PocketWizard® - Auto Relay Mode with the FlexTT5


----------



## Aloicious (Sep 5, 2012)

oh, and this is the camera cable I've been using:
FlashZebra.com: Shutter Cable - Nikon 10 Pin to Pocket Wizard Plus III, Flex TT5, and later Multimax (Item #0260)


----------



## Aloicious (Sep 5, 2012)

okay, did a little more experimenting with it...if I wait ~30s inbetween attempts to push the button on the remote plusIII, it fires much more consistantly, still not 100%, but probably like 75% of the time. is there some kind of 'wait' time inbetween firings that is required?


----------



## Aloicious (Sep 5, 2012)

found this as well:
Re: Pocketwizard auto relay problem: Studio & Lighting Technique Forum: Digital Photography Review

I typically only use my flashes in manual rather than TTL, sounds like that may be the problem, I'll have to try this and see if it works...


----------



## Aloicious (Sep 5, 2012)

got it figured out...

for anyone else looking. its the TTL data that is causing the delay between firings (not sure why, but whatever)...to eliminate the delay and still have the auto relay mode workable with the camera and strobes, you need to set ALL the TT5 units to 'basic triggering' on BOTH C1 and C2 setups in the controlTL software, and program it into each of the TT5 units...this will eliminate the delay and both the camera and flashes will trigger whenever you push the remote unit's test button...however they won't transmit any TTL data, so if you're into that, then you'll have to live with the delay. but if you can use your flashes in M mode, then using the basic triggering setting will let you fire them as fast as they can refresh...


----------



## 2WheelPhoto (Sep 5, 2012)

M mode is so much better with the PWs anyway!
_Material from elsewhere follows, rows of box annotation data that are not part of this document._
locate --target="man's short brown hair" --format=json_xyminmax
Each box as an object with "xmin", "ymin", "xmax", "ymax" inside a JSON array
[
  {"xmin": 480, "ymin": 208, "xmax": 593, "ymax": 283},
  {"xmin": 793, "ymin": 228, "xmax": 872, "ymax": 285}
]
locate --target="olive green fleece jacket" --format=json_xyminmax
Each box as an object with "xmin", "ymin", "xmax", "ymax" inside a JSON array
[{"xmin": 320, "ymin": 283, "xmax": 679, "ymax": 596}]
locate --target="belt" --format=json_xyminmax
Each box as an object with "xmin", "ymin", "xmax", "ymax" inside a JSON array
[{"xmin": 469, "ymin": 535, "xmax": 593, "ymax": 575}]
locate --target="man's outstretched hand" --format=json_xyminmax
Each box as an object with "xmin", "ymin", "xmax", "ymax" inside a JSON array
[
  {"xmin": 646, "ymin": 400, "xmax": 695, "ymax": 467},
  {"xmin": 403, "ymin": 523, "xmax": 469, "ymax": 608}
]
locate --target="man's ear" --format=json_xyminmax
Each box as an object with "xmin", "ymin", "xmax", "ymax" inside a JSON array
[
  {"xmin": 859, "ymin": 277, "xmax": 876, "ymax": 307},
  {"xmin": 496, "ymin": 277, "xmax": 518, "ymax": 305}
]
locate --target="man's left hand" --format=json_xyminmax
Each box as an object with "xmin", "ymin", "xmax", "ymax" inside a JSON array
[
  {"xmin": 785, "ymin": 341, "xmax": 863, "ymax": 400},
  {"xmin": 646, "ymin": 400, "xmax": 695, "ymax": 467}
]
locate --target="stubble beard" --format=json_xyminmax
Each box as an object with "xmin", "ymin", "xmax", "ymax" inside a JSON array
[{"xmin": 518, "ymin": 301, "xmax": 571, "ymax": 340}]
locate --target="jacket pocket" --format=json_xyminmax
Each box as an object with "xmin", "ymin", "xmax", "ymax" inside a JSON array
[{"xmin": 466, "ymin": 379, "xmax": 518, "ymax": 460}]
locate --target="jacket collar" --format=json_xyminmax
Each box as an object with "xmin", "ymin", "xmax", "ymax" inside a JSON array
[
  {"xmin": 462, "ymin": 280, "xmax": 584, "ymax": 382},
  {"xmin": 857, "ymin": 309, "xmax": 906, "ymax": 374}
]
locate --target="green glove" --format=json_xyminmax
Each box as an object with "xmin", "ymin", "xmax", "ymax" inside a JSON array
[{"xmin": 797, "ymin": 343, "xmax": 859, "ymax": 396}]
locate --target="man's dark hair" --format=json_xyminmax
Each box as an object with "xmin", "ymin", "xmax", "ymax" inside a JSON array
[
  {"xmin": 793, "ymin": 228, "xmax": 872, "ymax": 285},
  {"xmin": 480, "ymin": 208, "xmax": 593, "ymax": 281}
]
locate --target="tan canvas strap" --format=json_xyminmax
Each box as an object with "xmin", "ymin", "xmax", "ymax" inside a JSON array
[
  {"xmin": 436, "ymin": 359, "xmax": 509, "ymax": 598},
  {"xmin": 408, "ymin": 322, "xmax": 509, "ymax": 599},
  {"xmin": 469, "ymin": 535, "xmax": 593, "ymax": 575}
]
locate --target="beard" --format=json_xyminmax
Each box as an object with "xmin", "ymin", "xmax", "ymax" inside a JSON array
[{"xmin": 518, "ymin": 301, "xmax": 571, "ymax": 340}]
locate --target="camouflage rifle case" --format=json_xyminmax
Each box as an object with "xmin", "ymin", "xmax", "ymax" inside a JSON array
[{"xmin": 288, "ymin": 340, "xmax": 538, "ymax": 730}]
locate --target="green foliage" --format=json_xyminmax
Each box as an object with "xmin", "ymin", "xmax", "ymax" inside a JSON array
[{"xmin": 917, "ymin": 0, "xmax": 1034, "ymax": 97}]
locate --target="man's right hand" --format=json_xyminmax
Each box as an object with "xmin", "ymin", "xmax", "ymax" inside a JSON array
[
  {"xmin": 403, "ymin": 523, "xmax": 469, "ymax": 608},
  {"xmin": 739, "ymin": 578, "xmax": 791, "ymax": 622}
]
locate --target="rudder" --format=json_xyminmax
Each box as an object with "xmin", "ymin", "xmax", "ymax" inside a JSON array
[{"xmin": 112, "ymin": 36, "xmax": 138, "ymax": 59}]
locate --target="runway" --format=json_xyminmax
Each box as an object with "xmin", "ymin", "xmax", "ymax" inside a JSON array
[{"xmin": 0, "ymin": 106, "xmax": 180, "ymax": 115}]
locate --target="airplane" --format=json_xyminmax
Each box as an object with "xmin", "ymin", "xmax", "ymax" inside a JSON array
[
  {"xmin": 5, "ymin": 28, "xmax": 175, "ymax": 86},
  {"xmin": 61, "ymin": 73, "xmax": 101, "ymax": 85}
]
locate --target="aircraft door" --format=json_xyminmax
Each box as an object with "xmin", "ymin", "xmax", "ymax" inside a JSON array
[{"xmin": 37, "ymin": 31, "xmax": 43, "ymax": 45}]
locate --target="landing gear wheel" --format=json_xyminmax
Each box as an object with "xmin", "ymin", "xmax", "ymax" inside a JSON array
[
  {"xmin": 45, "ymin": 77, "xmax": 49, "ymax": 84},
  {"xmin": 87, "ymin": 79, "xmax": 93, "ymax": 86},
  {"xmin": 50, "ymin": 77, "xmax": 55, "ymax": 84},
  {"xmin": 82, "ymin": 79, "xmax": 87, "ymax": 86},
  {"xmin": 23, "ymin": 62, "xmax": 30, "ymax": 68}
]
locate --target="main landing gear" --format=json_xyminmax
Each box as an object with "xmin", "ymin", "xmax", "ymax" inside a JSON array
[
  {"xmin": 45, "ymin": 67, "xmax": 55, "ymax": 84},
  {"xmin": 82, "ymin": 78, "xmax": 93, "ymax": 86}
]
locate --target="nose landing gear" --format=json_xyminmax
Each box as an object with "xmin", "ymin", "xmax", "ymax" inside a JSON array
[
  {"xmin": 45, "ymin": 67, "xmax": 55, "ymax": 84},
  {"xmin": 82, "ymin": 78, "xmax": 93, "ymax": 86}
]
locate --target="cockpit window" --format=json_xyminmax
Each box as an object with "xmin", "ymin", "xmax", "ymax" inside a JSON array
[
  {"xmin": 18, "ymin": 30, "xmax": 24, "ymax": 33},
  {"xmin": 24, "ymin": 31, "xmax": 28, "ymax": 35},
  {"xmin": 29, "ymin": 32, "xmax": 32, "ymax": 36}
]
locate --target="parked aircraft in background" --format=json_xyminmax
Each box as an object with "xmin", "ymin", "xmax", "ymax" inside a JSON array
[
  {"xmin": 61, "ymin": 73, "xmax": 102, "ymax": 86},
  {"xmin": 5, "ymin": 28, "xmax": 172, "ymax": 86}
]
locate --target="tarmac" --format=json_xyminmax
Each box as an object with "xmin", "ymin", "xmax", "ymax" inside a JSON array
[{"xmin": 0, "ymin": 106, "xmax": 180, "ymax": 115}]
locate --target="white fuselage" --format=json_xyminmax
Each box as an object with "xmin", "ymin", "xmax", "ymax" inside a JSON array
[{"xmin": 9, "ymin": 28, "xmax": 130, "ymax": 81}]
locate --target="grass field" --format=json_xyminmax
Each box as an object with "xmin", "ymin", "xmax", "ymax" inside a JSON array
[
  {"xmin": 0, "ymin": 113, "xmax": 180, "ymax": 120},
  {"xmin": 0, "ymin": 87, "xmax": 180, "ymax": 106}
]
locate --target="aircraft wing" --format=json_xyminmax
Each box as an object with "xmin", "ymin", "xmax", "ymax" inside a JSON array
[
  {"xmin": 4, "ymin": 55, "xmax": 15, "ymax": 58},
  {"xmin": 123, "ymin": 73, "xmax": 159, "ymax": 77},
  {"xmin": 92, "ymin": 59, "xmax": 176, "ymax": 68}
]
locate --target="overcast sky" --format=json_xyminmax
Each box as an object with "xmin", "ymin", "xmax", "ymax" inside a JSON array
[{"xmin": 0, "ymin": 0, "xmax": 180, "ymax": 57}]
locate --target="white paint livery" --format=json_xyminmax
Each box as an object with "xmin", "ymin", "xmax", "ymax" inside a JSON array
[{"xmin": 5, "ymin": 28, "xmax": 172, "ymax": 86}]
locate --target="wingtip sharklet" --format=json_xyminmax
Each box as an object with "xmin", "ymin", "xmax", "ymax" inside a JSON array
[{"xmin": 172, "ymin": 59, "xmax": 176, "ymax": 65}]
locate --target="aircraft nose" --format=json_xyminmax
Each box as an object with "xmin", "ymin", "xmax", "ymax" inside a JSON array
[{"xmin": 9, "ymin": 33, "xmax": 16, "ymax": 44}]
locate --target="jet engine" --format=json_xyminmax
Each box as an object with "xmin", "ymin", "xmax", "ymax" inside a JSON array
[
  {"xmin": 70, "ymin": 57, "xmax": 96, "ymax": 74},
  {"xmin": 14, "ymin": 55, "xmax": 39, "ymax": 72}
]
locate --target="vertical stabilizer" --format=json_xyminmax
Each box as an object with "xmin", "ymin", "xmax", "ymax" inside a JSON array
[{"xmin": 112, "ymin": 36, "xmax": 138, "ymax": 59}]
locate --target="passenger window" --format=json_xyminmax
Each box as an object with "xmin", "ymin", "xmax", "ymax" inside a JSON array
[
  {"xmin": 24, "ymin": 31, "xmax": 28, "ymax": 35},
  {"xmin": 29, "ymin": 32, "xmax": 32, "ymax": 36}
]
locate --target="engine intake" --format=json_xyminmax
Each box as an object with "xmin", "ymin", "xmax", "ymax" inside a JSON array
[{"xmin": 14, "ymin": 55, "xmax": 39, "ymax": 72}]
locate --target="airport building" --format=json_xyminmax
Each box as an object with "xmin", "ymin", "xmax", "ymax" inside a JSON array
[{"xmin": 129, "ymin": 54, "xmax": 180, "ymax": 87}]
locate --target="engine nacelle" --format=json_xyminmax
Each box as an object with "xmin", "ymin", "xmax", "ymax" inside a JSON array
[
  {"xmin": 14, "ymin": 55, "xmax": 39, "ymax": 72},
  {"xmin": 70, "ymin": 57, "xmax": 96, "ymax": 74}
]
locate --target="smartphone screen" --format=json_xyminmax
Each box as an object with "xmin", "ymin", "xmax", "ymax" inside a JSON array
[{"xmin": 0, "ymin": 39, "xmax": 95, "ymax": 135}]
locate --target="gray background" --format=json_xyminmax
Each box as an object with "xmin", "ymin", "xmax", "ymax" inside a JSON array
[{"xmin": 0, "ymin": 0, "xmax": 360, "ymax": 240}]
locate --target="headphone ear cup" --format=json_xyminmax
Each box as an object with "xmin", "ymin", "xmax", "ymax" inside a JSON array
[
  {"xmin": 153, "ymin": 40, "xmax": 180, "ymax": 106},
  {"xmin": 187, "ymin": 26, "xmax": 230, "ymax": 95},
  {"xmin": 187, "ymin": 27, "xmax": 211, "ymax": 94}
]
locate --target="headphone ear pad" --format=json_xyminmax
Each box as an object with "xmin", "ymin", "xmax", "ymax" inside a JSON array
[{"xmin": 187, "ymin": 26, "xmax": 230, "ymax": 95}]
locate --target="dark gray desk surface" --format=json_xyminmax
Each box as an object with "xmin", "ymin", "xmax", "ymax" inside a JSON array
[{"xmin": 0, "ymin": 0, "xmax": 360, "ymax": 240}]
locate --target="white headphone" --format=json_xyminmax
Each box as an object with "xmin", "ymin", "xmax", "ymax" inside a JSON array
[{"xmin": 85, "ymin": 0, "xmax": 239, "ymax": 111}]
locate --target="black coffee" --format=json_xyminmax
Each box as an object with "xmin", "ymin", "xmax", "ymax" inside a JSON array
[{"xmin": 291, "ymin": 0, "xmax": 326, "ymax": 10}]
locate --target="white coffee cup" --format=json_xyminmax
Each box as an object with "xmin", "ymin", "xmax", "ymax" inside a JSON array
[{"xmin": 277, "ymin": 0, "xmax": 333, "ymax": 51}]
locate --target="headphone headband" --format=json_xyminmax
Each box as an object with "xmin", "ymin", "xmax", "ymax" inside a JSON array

And by the way, with the TT5 you can calibrate shutter sync speed of "up to" 1/8000th WITHOUT TTL and losing flash power, draining flash faster, and all the other BS associated with the manufacturer's lame excuse for a fast shutter solution =)

You probably already found those options in the menu software though.


----------



## Aloicious (Sep 5, 2012)

oh yeah, I love my PW's, and M mode...I feel like I'm losing too much control with TTL, its a great idea and I like having the option for it, but most of the time I'm in M mode anyways...I've just never had a chance to sit down and figure out why the auto-relay had such a delay...


----------